Si l’on s’intéresse à la notion, ce qui frappe c’est le caractère vague et peu convaincant des définitions classique : « Fraction du territoire d’une ville, dotée d’une physionomie propre et caractérisée par des traits distinctifs lui conférant une certaine unité et une individualité ». Cette formulation, imprécise et ambiguë, tous les termes utilisés pouvant foisonner de sens différents, ouvre l’article : « quartier », par ailleurs remarquablement critique, du Dictionnaire de l’urbanisme et de l’aménagement (Choay, Merlin, Paris, PUF, 1ère édition 1987).
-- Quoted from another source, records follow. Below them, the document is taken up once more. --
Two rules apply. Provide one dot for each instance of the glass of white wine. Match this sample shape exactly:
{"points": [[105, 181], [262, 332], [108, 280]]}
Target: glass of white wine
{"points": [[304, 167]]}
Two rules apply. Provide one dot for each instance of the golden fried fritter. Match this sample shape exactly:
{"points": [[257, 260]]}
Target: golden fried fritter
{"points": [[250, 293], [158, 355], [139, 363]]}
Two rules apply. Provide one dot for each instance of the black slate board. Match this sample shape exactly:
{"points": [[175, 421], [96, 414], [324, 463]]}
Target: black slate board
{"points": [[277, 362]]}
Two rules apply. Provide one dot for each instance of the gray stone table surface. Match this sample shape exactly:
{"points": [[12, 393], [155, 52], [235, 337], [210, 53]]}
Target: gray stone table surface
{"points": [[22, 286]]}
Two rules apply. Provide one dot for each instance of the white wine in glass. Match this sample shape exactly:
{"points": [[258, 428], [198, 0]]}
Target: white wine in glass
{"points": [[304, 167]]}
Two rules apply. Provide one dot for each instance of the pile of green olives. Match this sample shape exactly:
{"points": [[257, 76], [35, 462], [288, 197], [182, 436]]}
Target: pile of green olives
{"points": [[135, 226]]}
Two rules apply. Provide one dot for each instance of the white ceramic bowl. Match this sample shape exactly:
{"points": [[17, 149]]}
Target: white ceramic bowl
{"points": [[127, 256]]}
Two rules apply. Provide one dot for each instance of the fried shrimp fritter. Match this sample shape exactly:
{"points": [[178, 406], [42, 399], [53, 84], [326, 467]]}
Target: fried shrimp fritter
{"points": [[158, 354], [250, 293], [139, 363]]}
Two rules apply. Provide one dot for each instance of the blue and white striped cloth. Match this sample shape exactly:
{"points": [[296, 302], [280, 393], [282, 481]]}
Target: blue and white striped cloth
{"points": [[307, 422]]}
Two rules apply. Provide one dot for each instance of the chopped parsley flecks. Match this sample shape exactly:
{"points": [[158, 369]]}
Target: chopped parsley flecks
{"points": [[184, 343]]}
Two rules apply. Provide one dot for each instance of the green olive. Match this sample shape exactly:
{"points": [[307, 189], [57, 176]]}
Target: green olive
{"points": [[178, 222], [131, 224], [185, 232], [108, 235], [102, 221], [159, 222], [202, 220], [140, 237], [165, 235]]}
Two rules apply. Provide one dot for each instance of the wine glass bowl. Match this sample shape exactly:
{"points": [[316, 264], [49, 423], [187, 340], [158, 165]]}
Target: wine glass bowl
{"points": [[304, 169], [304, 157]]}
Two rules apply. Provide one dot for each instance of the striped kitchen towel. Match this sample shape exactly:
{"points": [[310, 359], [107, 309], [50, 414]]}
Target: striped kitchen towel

Une telle approche s’avère applicable à toute portion d’espace urbain un tant soit peu homogène, quels que soient son degré et ses critères d’homogénéité et son échelle. D’ailleurs, toute fraction d’espace peut être, d’une manière ou d’une autre, considérée, par une saisie surplombante s’appliquant à des caractères généraux, homogène et même dotée par le chercheur d’identifiants de cette homogénéité. Les urbanistes, par l’usage du zonage, n’ont-ils pas allègrement montré leurs capacités à neutraliser les diversités de tous ordres des espaces en les faisant entrer dans des grilles de lecture précontraintes, dont les apriori surdéterminent l’explication de l’organisation spatiale ?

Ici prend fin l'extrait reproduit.